Hello.
Last week I upgraded a 9.3/amd64 box to 10.3: since then, it crashed and
rebooted at least once every night.
The only exception was on Friday, when it locked without rebooting: it
still answered ping request and logins through HTTP would half work; I'm
under the impression that the disk subsystem was hung, so ICMP would
work since it does no I/O and HTTP too worked as far as no disk access
was required.
Today I was able to get a couple of (almost identical) dumps:
> cpuid = 1
> KDB: stack backtrace:
> #0 0xffffffff804ee170 at kdb_backtrace+0x60
> #1 0xffffffff804b4576 at vpanic+0x126
> #2 0xffffffff804b4443 at panic+0x43
> #3 0xffffffff8068fd2a at softdep_deallocate_dependencies+0x6a
> #4 0xffffffff805394b5 at brelse+0x145
> #5 0xffffffff8053793c at bufwrite+0x3c
> #6 0xffffffff806ae20f at ffs_write+0x3df
> #7 0xffffffff8076d519 at VOP_WRITE_APV+0x149
> #8 0xffffffff806ec7c9 at vnode_pager_generic_putpages+0x2a9
> #9 0xffffffff8076f3b7 at VOP_PUTPAGES_APV+0xa7
> #10 0xffffffff806ea6f5 at vnode_pager_putpages+0xc5
> #11 0xffffffff806e17f8 at vm_pageout_flush+0xc8
> #12 0xffffffff806db432 at vm_object_page_collect_flush+0x182
> #13 0xffffffff806db1cd at vm_object_page_clean+0x13d
> #14 0xffffffff806dadbe at vm_object_terminate+0x8e
> #15 0xffffffff806eac60 at vnode_destroy_vobject+0x90
> #16 0xffffffff806b4232 at ufs_reclaim+0x22
> #17 0xffffffff8076e5c7 at VOP_RECLAIM_APV+0xa7
Has anyone any better insight on what might be going on?

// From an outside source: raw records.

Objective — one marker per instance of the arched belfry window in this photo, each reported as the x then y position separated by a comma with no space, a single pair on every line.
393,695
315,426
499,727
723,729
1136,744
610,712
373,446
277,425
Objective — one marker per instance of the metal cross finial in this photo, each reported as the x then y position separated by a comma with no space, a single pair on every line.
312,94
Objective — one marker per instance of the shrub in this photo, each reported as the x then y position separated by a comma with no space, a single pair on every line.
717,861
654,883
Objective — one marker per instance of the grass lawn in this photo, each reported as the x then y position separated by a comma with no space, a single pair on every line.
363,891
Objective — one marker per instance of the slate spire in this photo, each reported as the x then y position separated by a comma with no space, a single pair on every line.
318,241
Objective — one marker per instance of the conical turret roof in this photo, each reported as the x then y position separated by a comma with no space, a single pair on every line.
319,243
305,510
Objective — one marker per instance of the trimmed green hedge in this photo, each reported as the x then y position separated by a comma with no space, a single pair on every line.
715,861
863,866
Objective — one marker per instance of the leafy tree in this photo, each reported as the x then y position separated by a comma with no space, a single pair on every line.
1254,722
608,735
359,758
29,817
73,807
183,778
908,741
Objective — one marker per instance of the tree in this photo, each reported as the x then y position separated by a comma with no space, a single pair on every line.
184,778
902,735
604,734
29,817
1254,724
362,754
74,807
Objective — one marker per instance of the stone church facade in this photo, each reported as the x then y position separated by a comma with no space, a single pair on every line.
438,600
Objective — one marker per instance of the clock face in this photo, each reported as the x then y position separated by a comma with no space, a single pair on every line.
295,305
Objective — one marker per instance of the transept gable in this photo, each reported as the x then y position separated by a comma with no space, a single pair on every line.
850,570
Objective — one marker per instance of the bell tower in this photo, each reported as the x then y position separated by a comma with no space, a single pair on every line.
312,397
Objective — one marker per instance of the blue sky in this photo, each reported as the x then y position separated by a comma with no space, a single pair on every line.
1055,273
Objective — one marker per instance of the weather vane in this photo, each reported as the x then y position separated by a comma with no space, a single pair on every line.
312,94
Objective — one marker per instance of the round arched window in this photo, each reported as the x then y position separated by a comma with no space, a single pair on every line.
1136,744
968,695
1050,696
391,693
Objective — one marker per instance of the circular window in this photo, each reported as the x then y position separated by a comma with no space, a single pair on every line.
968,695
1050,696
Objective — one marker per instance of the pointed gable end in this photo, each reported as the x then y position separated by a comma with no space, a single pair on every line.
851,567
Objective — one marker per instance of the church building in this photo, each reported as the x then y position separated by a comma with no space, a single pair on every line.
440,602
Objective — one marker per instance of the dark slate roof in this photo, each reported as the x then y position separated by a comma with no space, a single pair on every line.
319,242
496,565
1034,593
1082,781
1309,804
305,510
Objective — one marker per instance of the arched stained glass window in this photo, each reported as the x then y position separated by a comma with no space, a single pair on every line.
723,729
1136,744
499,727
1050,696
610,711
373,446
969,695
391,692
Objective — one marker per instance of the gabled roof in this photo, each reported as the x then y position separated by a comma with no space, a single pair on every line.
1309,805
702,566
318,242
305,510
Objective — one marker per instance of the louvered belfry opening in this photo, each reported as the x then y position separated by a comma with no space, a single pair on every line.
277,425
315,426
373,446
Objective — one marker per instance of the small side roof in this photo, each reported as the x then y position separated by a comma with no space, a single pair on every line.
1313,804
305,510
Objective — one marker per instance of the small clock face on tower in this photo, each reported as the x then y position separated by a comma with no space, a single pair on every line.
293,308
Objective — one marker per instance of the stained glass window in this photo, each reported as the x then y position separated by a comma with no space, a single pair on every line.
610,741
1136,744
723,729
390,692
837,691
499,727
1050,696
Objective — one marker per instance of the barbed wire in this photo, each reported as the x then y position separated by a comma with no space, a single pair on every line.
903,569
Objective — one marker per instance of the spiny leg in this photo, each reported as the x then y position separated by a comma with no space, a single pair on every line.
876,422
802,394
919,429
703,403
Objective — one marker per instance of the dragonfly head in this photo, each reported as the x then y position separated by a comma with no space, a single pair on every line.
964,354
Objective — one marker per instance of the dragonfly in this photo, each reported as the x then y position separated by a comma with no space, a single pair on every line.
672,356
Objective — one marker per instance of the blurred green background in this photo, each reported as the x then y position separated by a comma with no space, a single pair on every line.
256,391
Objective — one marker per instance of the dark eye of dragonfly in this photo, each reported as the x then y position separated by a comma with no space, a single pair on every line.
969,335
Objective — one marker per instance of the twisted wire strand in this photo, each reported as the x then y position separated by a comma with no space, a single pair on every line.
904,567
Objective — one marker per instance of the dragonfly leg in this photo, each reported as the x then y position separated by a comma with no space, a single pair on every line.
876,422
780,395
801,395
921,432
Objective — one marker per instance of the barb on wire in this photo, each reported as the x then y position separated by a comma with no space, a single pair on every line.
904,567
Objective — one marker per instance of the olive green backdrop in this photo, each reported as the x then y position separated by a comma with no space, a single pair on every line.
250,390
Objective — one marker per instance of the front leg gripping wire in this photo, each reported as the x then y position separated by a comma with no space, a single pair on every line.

The disks are all connected to a SAS RAID adapter running on mfi; I
don't think it might be an hardware issue, since it has worked perfectly
for years until I did the upgrade; also mfiutil says everything is ok
and nothing mfi-related is in the logs.
Some ideas come to mind about which I might use a second opinion:
_ soft-update is broken: that would really surprise me, since I've been
using that for years on this and several other boxes (10.3 too);
_ snapshot creation/deletion is causing this: again I'm using that
almost anywhere, so I don't think this might be the cause alone;
besides, I've been able to do some dumps without trouble and I don't
think anything was messing with snapshots at the time of the last two
panics;
_ mfi driver is broken on 10.3: this is more reasonable to me, since
this is the only machine I have it on and it's the only case where I get
this panics.
I found https://bugs.freebsd.org/bugzilla/show_bug.cgi?id=183618, but I
get no "g_vfs_done()..." messages.
Any other hint?
I'd really like to find out what's going on, I'll appreciate any
help
and I'm willing to provide any useful info.
On the other hand, this is a production server, so I have to solve this
really soon.
Some idea comes to mind, like disabling softupdate (knowing which file
system was having trouble would help here; is there any way to know?),
trying to enable journaling, upgrading to 10-STABLE, build a kernel with
INVARIANTS/WITNESS/etc..., but I'd appreciate a second opinion before I
start shooting in the dark.
bye & Thanks
av.